# Webcam with msn messanger on mac, help.



## guest053111 (Mar 20, 2010)

Windows live messanger? I was wondering how to use webcam with it and I use adium too its a brilliant program but the webcam....grrr I wanted to use it last night and I couldnt  It works with ichat and yahoo but I want to use msn messanger too. Any ideas guys? Thanks.


----------



## sinclair_tm (Mar 11, 2005)

There currently is no way to use a web cam with MSN on a Mac. There's iChat and Google which will use the cam, and you said you were able to do it with Yahoo, which means they have upgraded since the last time I tried to use it, but Microsoft still hasn't made a Mac chat client that will do video yet. The people that do Adium are working on a video chat plugin, but have said on their blog that Microsoft has kept the information on the web chatting closed, meaning they won't tell anyone how it works so that others can make programs that will do it.


----------



## guest053111 (Mar 20, 2010)

Ah alright thanks for the info least I know now. Thanks.


----------



## mfran028 (Apr 10, 2010)

there is also a site called tinychat.com it has nothing to do with mac but it is the simplest video chat site EVER. just create a username (everything is free) and then a chatroom name. anyone else that you want to be in your conversation just has to type in the same chatroom name on the home page and there you! it works all the around the world. this helped me a lot cause i was super annoyed that Mac MSN doesn't have video.
hope this is helpful! 
Godbless
~Missy~


----------



## sinclair_tm (Mar 11, 2005)

MSN now has a beta video client that you can find on their site. I've used it once, and it seems to work alright. The only bad news it that the rumor is it'll only be a part of Office for Mac.


----------



## Old Rich (May 31, 2007)

Will skype video messenger work on a Mac?


----------



## sinclair_tm (Mar 11, 2005)

I don't know.
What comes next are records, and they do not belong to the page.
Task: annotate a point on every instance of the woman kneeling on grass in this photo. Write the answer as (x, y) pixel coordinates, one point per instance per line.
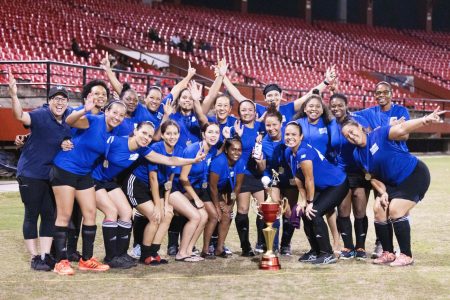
(400, 179)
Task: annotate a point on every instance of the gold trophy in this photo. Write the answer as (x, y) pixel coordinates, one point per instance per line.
(270, 211)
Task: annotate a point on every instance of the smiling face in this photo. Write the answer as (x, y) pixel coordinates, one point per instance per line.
(153, 100)
(171, 135)
(247, 112)
(292, 136)
(115, 114)
(313, 109)
(273, 127)
(100, 96)
(211, 134)
(338, 108)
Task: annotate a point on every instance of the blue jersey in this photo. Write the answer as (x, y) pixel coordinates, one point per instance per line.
(89, 145)
(119, 158)
(287, 111)
(377, 118)
(315, 134)
(199, 171)
(325, 174)
(164, 172)
(385, 159)
(273, 153)
(43, 144)
(342, 148)
(227, 174)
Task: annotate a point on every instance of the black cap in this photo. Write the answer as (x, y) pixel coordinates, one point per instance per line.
(58, 90)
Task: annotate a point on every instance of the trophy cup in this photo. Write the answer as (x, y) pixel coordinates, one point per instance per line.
(270, 211)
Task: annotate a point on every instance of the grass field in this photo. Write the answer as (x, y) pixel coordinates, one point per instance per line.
(238, 277)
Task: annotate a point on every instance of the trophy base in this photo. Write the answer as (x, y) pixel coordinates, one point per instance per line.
(270, 263)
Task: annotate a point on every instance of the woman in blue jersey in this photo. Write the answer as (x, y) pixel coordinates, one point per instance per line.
(48, 129)
(359, 187)
(400, 179)
(249, 129)
(322, 186)
(70, 179)
(225, 180)
(273, 160)
(194, 180)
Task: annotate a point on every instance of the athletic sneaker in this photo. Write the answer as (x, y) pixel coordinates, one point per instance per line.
(309, 256)
(325, 259)
(347, 254)
(385, 258)
(92, 264)
(377, 251)
(286, 250)
(63, 268)
(402, 260)
(360, 254)
(136, 252)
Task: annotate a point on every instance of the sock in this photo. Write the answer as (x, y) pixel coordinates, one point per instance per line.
(383, 230)
(88, 234)
(288, 232)
(402, 230)
(123, 236)
(60, 241)
(109, 229)
(139, 223)
(345, 228)
(361, 232)
(242, 224)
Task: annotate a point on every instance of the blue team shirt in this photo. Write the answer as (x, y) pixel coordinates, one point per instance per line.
(163, 171)
(119, 158)
(199, 171)
(286, 110)
(325, 174)
(43, 144)
(89, 145)
(227, 174)
(386, 160)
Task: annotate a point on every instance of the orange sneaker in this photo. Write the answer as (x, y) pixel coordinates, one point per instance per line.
(63, 268)
(92, 265)
(385, 258)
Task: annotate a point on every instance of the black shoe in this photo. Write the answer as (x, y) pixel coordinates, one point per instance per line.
(325, 259)
(119, 263)
(309, 256)
(248, 253)
(38, 264)
(74, 256)
(172, 251)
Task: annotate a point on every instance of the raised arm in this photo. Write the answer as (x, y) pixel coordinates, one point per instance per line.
(18, 112)
(397, 132)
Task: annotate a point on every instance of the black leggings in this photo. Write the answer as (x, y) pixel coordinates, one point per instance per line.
(37, 197)
(316, 229)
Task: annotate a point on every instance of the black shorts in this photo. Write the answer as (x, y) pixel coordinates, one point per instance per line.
(357, 180)
(60, 177)
(137, 191)
(107, 185)
(413, 187)
(251, 184)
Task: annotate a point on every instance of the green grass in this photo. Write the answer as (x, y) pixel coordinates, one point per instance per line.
(239, 277)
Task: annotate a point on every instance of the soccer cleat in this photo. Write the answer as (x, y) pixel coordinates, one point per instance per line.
(325, 259)
(377, 251)
(63, 268)
(309, 256)
(402, 260)
(92, 264)
(385, 258)
(360, 254)
(347, 254)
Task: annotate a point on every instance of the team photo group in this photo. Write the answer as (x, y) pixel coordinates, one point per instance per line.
(181, 167)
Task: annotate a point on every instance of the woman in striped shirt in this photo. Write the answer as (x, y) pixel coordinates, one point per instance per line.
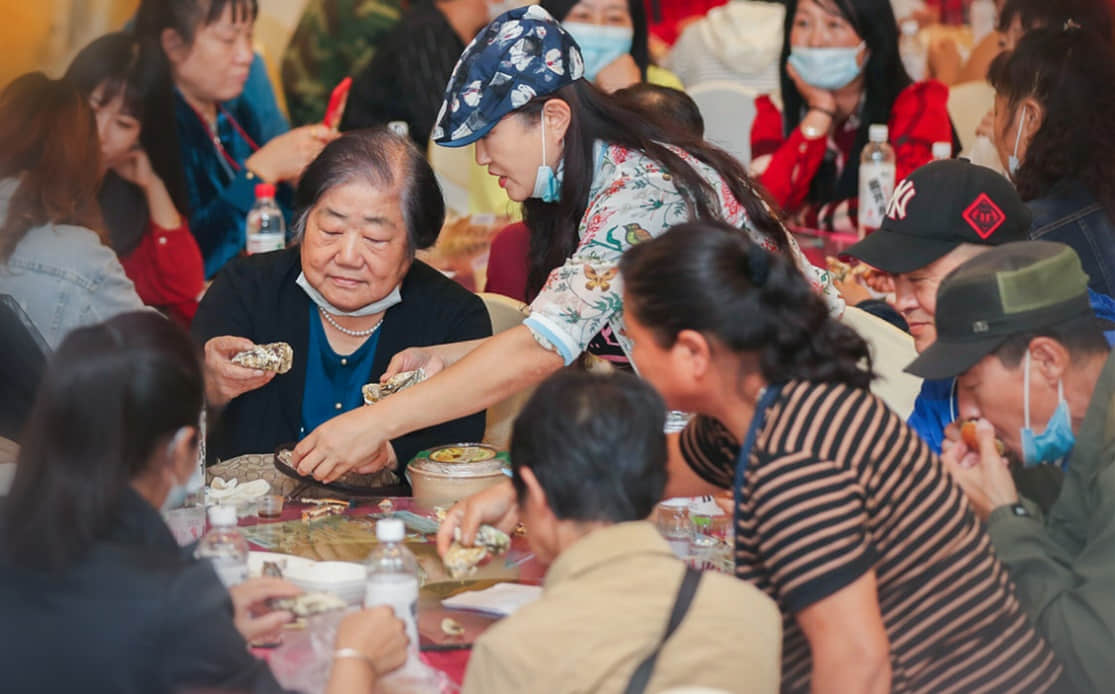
(885, 579)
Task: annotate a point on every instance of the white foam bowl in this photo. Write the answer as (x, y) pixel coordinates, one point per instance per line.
(345, 579)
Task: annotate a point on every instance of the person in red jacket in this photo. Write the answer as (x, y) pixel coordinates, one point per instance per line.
(841, 73)
(143, 196)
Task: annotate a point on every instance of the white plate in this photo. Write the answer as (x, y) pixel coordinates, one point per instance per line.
(345, 579)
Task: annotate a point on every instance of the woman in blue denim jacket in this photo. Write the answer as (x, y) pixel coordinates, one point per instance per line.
(232, 137)
(1054, 111)
(54, 259)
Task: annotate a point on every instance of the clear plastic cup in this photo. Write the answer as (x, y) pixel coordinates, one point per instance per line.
(671, 518)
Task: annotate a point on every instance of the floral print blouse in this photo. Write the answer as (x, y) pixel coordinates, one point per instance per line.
(631, 200)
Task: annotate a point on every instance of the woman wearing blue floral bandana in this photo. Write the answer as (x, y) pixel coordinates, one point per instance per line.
(594, 179)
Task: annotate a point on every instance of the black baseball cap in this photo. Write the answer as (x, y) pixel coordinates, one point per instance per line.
(1014, 289)
(939, 206)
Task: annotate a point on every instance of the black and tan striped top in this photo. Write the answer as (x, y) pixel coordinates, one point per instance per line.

I avoid skype for personal reasons, so have never even looked into it. Last I heard, there is a skype client for the Mac, so if I were you, I'd look at their site and see what it's features are.


----------



## guest053111 (Mar 20, 2010)

thanks.


----------



## guest053111 (Mar 20, 2010)

simpswr said:


> Will skype video messenger work on a Mac?


yes.


----------



## ComputerGenieUK (Apr 12, 2010)

Skype works very well on Mac as does iChat. The beta for Msn Messenger for Mac is much welcome with video and audio support but it's not up to the standard of Skype. 
Amsn is a fairly good free Msn client for mac and is also free.


----------



## Old Rich (May 31, 2007)

Thanks


----------